Agung Sedayu mengangguk-angguk
kecil. Lalu Katanya, “Baiklah guru. Aku akan mencoba menunjukkannya.”
Agung Sedayupun kemudian
segera bersiap. Sejenak kemudian ia mulai menunjukkan kemampuan jasmaninya
dengan lambaran ilmu yang sudah semakin meningkat. Ternyata bahwa ia mampu
bergerak dengan kecepatan yang luar biasa. Kakinya menjadi sangat lincah dan
kuat.
Untuk beberapa saat Agung
Sedayu meloncat-loncat seolah-olah kakinya tidak berjejak di atas tanah.
Gurunya memandang sambil
mengerutkan keningnya. Demikian juga Ki Waskita yang mengagumi kecepatan
bergerak Agung Sedayu. Apalagi ketika kemudian Agung Sedayu meloncat ke atas
sebuah amben bambu. Ia masih bergerak dengan cepatnya. Namun amben bambu yang
biasanya berderak-derak itu sama sekali tidak berguncang, bahkan sama sekali
tidak berderit.
Kedua orang tua yang
menyaksikannya benar-benar menjadi kagum. Tubuh Agung Sedayu yang bergerak
dengan cepatnya itu menjadi seakan-akan seringan kapuk kapas. Tanpa bobot.
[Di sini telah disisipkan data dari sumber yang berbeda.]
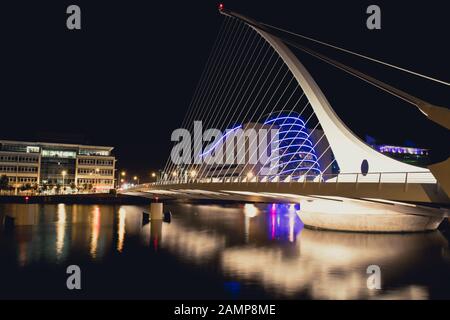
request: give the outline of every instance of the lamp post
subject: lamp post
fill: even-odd
[[[100,169],[99,168],[95,168],[95,182],[96,182],[96,188],[95,188],[95,193],[97,193],[97,186],[99,185],[99,180],[100,180],[100,176],[99,176],[99,173],[100,173]]]
[[[63,177],[63,183],[62,183],[63,192],[64,192],[64,185],[65,185],[66,174],[67,174],[66,170],[61,171],[61,175]]]
[[[125,176],[127,173],[125,171],[122,171],[119,173],[119,176],[117,177],[117,189],[120,188],[120,184],[125,182]]]

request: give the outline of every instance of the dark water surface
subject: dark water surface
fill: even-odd
[[[449,299],[448,230],[358,234],[303,228],[286,205],[0,205],[0,298]],[[301,212],[300,212],[301,216]],[[69,265],[82,290],[66,287]],[[382,289],[367,288],[369,265]]]

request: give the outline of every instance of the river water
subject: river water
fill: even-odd
[[[0,298],[449,299],[448,230],[362,234],[304,228],[268,204],[1,204]],[[81,270],[68,290],[67,267]],[[380,267],[381,289],[367,268]]]

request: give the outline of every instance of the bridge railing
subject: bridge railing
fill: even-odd
[[[293,176],[237,176],[237,177],[208,177],[185,178],[159,181],[149,184],[173,185],[173,184],[198,184],[198,183],[401,183],[401,184],[436,184],[437,181],[429,171],[421,172],[371,172],[363,173],[339,173],[339,174],[314,174]]]

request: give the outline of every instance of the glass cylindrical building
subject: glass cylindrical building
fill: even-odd
[[[307,174],[310,179],[322,173],[314,142],[298,113],[271,114],[264,124],[278,129],[278,140],[274,143],[276,152],[271,157],[271,171],[276,172],[276,176],[295,179]]]

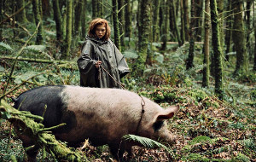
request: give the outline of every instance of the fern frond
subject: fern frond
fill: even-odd
[[[9,44],[4,43],[3,42],[0,42],[0,49],[3,49],[6,50],[11,50],[11,51],[14,50]]]
[[[148,148],[165,148],[170,154],[172,154],[172,150],[170,148],[168,148],[167,147],[166,147],[165,145],[154,141],[154,140],[152,140],[152,139],[149,139],[149,138],[147,138],[147,137],[143,137],[143,136],[136,136],[136,135],[125,135],[123,137],[122,137],[124,140],[125,141],[133,141],[133,142],[139,142],[140,144],[142,144],[143,146]]]
[[[45,45],[30,45],[25,48],[27,50],[32,50],[33,52],[43,52],[46,47]]]

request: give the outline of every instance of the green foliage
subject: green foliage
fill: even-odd
[[[0,50],[10,50],[13,51],[14,49],[7,43],[3,42],[0,42]]]
[[[28,51],[38,53],[38,52],[43,52],[45,50],[46,46],[45,45],[29,45],[25,48]]]
[[[212,142],[212,139],[208,136],[199,136],[194,138],[192,141],[189,142],[190,145],[194,145],[195,143],[204,142]]]
[[[235,158],[232,158],[231,161],[234,162],[250,162],[250,158],[247,157],[246,155],[239,153],[238,155]]]
[[[165,145],[154,141],[152,139],[147,138],[147,137],[143,137],[143,136],[138,136],[136,135],[125,135],[122,137],[125,141],[133,141],[136,142],[138,142],[142,144],[143,146],[148,148],[165,148],[168,153],[171,153],[172,150],[166,147]]]

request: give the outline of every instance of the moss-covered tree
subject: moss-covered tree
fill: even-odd
[[[178,42],[178,45],[181,46],[182,45],[182,41],[180,39],[180,34],[179,34],[179,30],[178,30],[178,27],[177,27],[177,8],[176,8],[176,5],[174,3],[174,1],[172,0],[172,1],[167,1],[168,2],[168,6],[170,6],[170,16],[172,16],[172,18],[170,20],[170,21],[172,20],[172,23],[171,24],[170,23],[170,26],[172,25],[172,30],[173,30],[173,32],[174,32],[174,35],[175,35],[175,38],[176,38],[176,40]]]
[[[185,43],[185,23],[184,23],[184,9],[183,9],[183,0],[180,1],[180,39],[182,44]]]
[[[0,22],[2,22],[2,20],[3,20],[3,0],[0,0]],[[0,24],[0,41],[3,40],[3,25]]]
[[[56,26],[56,38],[57,38],[57,46],[60,46],[63,43],[63,25],[62,18],[61,14],[61,9],[59,6],[59,0],[55,0],[52,2],[53,11],[54,11],[54,19],[55,21]]]
[[[247,54],[246,49],[246,37],[242,19],[243,2],[241,0],[232,1],[234,10],[233,42],[236,51],[236,64],[235,75],[245,73],[248,70]]]
[[[190,40],[189,40],[189,57],[186,61],[186,69],[190,69],[194,67],[194,56],[195,56],[195,2],[191,0],[191,20],[190,20]]]
[[[210,0],[211,22],[212,22],[212,45],[214,55],[214,71],[215,71],[215,94],[222,100],[224,97],[223,90],[223,66],[222,66],[222,49],[219,39],[219,18],[217,10],[216,0]]]
[[[67,32],[65,43],[63,47],[62,59],[67,59],[69,56],[71,41],[72,41],[72,14],[73,14],[73,0],[67,2]]]
[[[197,1],[195,6],[195,40],[201,41],[203,1]]]
[[[152,23],[153,23],[153,42],[158,41],[159,38],[159,31],[160,31],[160,26],[159,26],[159,10],[160,10],[160,2],[159,0],[153,0],[153,6],[152,6],[152,12],[153,12],[153,16],[152,16]]]
[[[82,11],[82,19],[81,19],[81,26],[82,26],[82,40],[85,38],[87,33],[87,26],[86,26],[86,11],[87,11],[87,0],[83,0],[83,11]]]
[[[119,15],[119,27],[120,35],[120,44],[125,46],[125,2],[124,0],[118,0],[118,15]]]
[[[164,28],[163,35],[161,36],[161,41],[163,42],[161,49],[166,50],[167,40],[168,40],[168,31],[169,31],[169,1],[165,2],[165,20],[164,20]]]
[[[84,0],[79,0],[74,10],[74,37],[79,37],[79,40],[81,39],[81,26],[82,17],[84,10]]]
[[[125,37],[129,38],[129,43],[130,43],[130,38],[131,38],[131,16],[132,16],[132,12],[131,12],[131,0],[125,0]],[[129,43],[130,44],[130,43]]]
[[[210,76],[210,0],[205,1],[205,38],[204,38],[204,68],[203,68],[203,78],[202,78],[202,87],[209,86],[209,76]]]
[[[23,8],[24,5],[25,5],[25,1],[24,0],[19,0],[19,1],[16,1],[16,3],[17,3],[17,9],[20,9],[20,8]],[[19,22],[21,22],[21,23],[25,23],[25,22],[27,22],[27,19],[26,19],[26,9],[22,9],[20,14],[17,14],[15,15],[16,17],[16,20],[19,21]]]
[[[185,38],[187,41],[189,40],[189,0],[183,1],[183,20],[184,20],[184,26],[185,26]]]
[[[114,43],[116,47],[121,50],[121,43],[120,43],[120,35],[119,35],[119,17],[118,17],[118,2],[117,0],[112,0],[113,5],[113,37]]]
[[[148,45],[148,36],[150,32],[150,3],[151,0],[142,0],[140,7],[140,26],[139,26],[139,43],[138,58],[133,66],[134,74],[142,76],[145,69],[147,51]]]
[[[230,11],[232,9],[232,3],[230,3],[227,6],[226,6],[226,11],[228,11],[226,13],[226,26],[227,26],[227,29],[228,30],[225,30],[225,46],[226,46],[226,49],[225,49],[225,60],[227,61],[229,61],[230,60],[230,56],[229,54],[230,52],[231,52],[231,43],[232,43],[232,40],[231,40],[231,38],[232,38],[232,22],[233,22],[233,16],[230,15]]]
[[[32,9],[33,9],[33,14],[35,18],[35,23],[38,25],[40,23],[40,26],[38,27],[38,32],[37,35],[37,41],[36,44],[43,44],[44,43],[44,38],[43,38],[43,20],[42,20],[42,13],[41,13],[41,8],[39,0],[34,0],[32,1]]]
Sejenak kemudian Agung Sedayu
telah meloncat turun dari amben bambu dan seperti pesan gurunya, ia telah
mengurai senjatanya. Sejenak senjata itu berputar di tangannya. Namun kemudian
dengan sepenuh kekuatannya ia mengayunkan cambuknya dan karena tidak ada
sasaran lain, maka iapun telah menghantam lantai sanggar itu.
Terdengarlah ledakan yang
dahsyat. Disusul dengan hamburan debu yang tiba-tiba saja telah membuat ruang
itu menjadi gelap. Sinar lampu minyak tidak mampu menembus lapisan debu yang
berhamburan memenuhi sanggarnya.
Kiai Gringsing dan Ki Waskita
yang berada di dalam sanggar itu benar-benar telah dicengkam oleh kekaguman
yang luar biasa. Kekuatan itu adalah kekuatan yang tidak terkirakan, dan
terlebih-lebih lagi, ternyata bahwa Agung Sedayu telah mampu menyalurkan
kekuatannya pada benda-benda yang digenggamnya, sehingga seolah-olah
benda-benda itu, khususnya senjatanya telah menjadi bagian dari tubuhnya.
Sejenak sanggar itu menjadi sepi.
Agung Sedayu yang telah melepaskan segenap kekuatannya yang tersalur pada
cambuknya, berdiri tegak dalam tebaran debu yang semakin lama menjadi semakin
tipis.
Demikian juga Kiai Gringsing
dan Ki Waskita. Sambil menahan nafas mereka menunggu. Perlahan-lahan debu yang
memenuhi ruangan itu seakan-akan telah mengendap. Dan perlahan-lahan pula
muncullah bayangan Agung sedayu yang berdiri tegak di atas kedua kakinya yang
renggang sambil menggenggam cambuknya. Tangan kanannya menggenggam tangkainya,
sedang tangan kirinya memegang ujung juntainya. Di depan kakinya menganga
sebuah jalur yang lebar dan dalam menyilang hampir dari dinding sampai ke
dinding.
Kiai Gringsing dan Ki Waskita
termangu-mangu sejenak. Sambil menggeleng-gelengkan kepalanya Ki Waskita melangkah
maju mendekati lubang yang menjadi pertanda betapa dahsyatnya kekuatan Agung
Sedayu.
“Luar biasa,“ desisnya di
dalam hati.
Agung Sedayu masih berdiri
termangu-mangu. Ia menunggu tanggapan gurunya atas pencapaiannya.
“Duduklah Agung Sedayu,“ berkata
gurunya kemudian.
Ketiganyapun kemudian duduk di
atas sebuah amben di pinggir sanggar itu. Perlahan-lahan udara di dalam ruang
itu telah menjadi bersih kembali. Namun rasa-rasanya di tubuh mereka yang
berada di dalam ruang itu telah melekat debu yang tebal. Terlebih-lebih karena
keringat yang mengembun.
“Sebenarnya aku tidak ingin
memuji di hadapanmu Agung Sedayu,” berkata gurunya, “tetapi aku tidak dapat
mengatakan lain kecuali kekagumanku atas tingkat yang kau capai hanya dalam
waktu satu bulan. Itulah agaknya yang menyebabkan kau menjadi kurus dan pucat,
bahkan hampir tidak bertenaga, karena kau telah kehilangan keseimbangan antara
tekad dan batas kemampuan jasmaniahmu. Untunglah bahwa kau tidak terbenam dalam
keadaan yang sulit. Kau dapat mencapai tingkat yang hampir sempurna, sementara
jasmanipun masih belum terlambat untuk disegarkan kembali.”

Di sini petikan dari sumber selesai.